When you buy a brand-new car, IMMEDIATELY take it to the shop and get the oil changed. It's only 250 credits, and you can get a significant power bump—on an Audi R8 5.2 FSI it's around 30HP, but it'll be different with each car.
And speaking of where the rubber meets the road, there's also a lack of brands on tires. No Conti SportContacts, no Michelin Pilot Sport PS2s. Instead you're given three options — Comfort, Sports or Racing tires. While that's better than the old N, S and R naming for tire upgrades from the rest of the Gran Turismo franchise, it's still a far cry from realistic.
Still, these are somewhat minor issues given the massive addition of functions available once you unlock the more simulator-like option levels.
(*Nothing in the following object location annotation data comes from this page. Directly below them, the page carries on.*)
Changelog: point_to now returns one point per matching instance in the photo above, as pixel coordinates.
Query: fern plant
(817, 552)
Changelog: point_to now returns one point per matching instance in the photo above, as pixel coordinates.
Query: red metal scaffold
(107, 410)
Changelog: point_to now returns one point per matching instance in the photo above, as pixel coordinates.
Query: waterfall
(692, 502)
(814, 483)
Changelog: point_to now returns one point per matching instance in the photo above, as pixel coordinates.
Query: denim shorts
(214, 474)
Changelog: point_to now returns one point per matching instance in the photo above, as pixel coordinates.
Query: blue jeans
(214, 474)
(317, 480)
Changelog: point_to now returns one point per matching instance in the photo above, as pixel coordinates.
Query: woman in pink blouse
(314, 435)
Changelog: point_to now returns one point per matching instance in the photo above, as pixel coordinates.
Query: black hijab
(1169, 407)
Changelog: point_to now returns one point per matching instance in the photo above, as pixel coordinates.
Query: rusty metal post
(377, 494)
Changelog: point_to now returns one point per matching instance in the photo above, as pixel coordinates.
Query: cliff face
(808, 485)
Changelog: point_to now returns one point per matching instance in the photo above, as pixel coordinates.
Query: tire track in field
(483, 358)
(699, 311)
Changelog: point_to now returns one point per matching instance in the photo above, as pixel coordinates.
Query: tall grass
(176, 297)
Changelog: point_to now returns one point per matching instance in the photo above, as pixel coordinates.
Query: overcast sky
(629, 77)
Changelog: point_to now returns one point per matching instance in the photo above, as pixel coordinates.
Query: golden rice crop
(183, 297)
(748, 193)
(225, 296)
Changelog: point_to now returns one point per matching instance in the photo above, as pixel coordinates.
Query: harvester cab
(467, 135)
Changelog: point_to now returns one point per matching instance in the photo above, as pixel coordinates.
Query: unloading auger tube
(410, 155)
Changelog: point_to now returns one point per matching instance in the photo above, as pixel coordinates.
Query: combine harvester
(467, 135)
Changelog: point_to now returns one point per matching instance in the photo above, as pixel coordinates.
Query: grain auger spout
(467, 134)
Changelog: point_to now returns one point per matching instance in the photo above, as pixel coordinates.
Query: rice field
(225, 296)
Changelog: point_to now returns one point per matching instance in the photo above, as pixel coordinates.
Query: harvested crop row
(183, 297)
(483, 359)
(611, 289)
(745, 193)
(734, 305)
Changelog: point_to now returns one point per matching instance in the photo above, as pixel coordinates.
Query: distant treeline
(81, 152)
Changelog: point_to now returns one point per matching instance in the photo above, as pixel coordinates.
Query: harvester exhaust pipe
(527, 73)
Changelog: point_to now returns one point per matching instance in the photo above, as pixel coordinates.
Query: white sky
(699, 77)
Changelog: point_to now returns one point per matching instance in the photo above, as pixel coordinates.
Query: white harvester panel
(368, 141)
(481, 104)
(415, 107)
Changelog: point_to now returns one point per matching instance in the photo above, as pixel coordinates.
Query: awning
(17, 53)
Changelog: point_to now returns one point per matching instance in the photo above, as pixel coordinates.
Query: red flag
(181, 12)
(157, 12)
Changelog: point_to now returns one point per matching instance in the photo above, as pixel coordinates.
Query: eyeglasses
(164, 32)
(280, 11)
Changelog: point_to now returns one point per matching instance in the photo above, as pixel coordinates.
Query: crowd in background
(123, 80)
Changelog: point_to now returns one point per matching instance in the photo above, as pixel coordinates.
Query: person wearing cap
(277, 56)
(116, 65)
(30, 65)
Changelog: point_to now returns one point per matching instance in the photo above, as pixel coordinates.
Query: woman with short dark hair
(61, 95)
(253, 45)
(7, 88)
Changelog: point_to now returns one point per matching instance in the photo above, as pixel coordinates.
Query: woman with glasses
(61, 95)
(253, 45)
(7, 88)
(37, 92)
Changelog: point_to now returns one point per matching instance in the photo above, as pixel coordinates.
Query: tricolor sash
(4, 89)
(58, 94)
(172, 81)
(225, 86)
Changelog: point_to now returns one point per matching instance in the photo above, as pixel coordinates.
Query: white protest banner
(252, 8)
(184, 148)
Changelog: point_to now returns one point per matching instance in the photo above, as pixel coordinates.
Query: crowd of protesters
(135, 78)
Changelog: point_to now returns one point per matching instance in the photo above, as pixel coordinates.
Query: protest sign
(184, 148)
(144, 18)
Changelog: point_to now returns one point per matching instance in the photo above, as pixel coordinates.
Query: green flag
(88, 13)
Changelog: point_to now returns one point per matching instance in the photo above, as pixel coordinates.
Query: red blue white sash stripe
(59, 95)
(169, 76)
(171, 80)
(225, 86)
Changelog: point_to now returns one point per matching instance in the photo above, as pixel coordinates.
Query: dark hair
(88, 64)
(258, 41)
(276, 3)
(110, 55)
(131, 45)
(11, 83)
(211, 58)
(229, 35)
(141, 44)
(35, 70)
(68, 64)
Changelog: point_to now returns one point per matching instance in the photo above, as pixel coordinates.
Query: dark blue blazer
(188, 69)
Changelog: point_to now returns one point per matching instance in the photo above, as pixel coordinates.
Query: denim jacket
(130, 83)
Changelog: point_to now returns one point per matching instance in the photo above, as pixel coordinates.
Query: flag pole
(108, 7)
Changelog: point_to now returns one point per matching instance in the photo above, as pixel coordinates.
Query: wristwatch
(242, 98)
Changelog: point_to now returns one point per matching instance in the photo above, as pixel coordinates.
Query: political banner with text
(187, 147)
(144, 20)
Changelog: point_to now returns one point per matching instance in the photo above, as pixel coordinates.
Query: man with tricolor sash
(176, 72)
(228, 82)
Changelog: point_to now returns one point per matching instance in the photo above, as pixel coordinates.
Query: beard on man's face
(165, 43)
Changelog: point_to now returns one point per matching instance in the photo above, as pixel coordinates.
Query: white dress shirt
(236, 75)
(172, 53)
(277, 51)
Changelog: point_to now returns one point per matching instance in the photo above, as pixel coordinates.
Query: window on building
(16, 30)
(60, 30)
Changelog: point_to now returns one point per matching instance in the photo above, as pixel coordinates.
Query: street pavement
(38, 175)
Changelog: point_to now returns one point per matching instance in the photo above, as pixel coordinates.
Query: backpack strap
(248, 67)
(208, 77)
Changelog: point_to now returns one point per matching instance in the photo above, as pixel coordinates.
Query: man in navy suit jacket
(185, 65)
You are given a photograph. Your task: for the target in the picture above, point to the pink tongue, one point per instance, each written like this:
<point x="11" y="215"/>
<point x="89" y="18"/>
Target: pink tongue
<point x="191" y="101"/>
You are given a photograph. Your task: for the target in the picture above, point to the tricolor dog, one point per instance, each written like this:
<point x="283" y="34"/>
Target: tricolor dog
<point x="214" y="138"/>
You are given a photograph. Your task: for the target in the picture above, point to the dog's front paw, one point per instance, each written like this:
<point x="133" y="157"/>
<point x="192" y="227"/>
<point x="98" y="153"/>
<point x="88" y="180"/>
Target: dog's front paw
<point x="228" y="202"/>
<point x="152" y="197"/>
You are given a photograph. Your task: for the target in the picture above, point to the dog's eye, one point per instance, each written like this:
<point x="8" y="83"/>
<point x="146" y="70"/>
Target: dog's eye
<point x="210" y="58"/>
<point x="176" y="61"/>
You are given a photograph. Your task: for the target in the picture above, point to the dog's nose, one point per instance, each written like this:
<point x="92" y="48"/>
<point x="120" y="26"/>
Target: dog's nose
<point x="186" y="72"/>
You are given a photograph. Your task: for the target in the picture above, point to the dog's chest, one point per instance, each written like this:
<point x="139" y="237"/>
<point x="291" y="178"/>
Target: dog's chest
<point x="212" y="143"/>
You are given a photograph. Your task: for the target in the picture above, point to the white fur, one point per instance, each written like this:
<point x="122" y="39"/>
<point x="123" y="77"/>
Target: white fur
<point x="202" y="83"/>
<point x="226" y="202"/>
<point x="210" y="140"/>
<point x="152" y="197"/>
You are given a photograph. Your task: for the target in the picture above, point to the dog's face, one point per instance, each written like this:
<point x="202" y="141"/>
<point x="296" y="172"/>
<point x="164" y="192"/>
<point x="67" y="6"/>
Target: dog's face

You can choose a "fuel/tire depletion" mode that allows you to actually run out of gas and burn through your tires. There's a repair shop that's separate from the upgrade store that does everything from car washes all the way up to engine rebuilds and body work.
So what's the verdict? Three days in — and with many more days left to go — I have to say that while Gran Turismo 5's driving dynamics are better than any other racing game on the market, Forza Motorsport 3's nipping closely at its heels*. And given some of the latter's better (and more clearly labeled) vehicular upgrade options, smoother interaction with AI vehicles, and GT5's installation "challenges" (like a 133 MB required update to make multiplayer mode somewhat usable), Forza Motorsport 3 provides a much more compelling option for a car enthusiast looking to jump into a realistic and entertaining video racing game.
But, if you want to lose yourself for days in the most utterly realistic yet overly-complex driving game ever, pausing only to defecate, urinate, sleep and eat (in no particular order), buy Gran Turismo 5.
Or, do what I did. Buy both.
*Full Disclosure: There's been one Jalopnik car pack for FM3 and one more on the way. But that doesn't mean we're biased. We'd love a GT5 car pack as well. Apparently Kazunori Yamauchi, GT5's cultish scion, said he'd like to see one happen too.
Note: Thank you to our readers who provided us with tips in Wednesday night's Gran Turismo 5 Open Thread and here in the comments of this post. We've peppered some of them in the sidebar. We hope they help.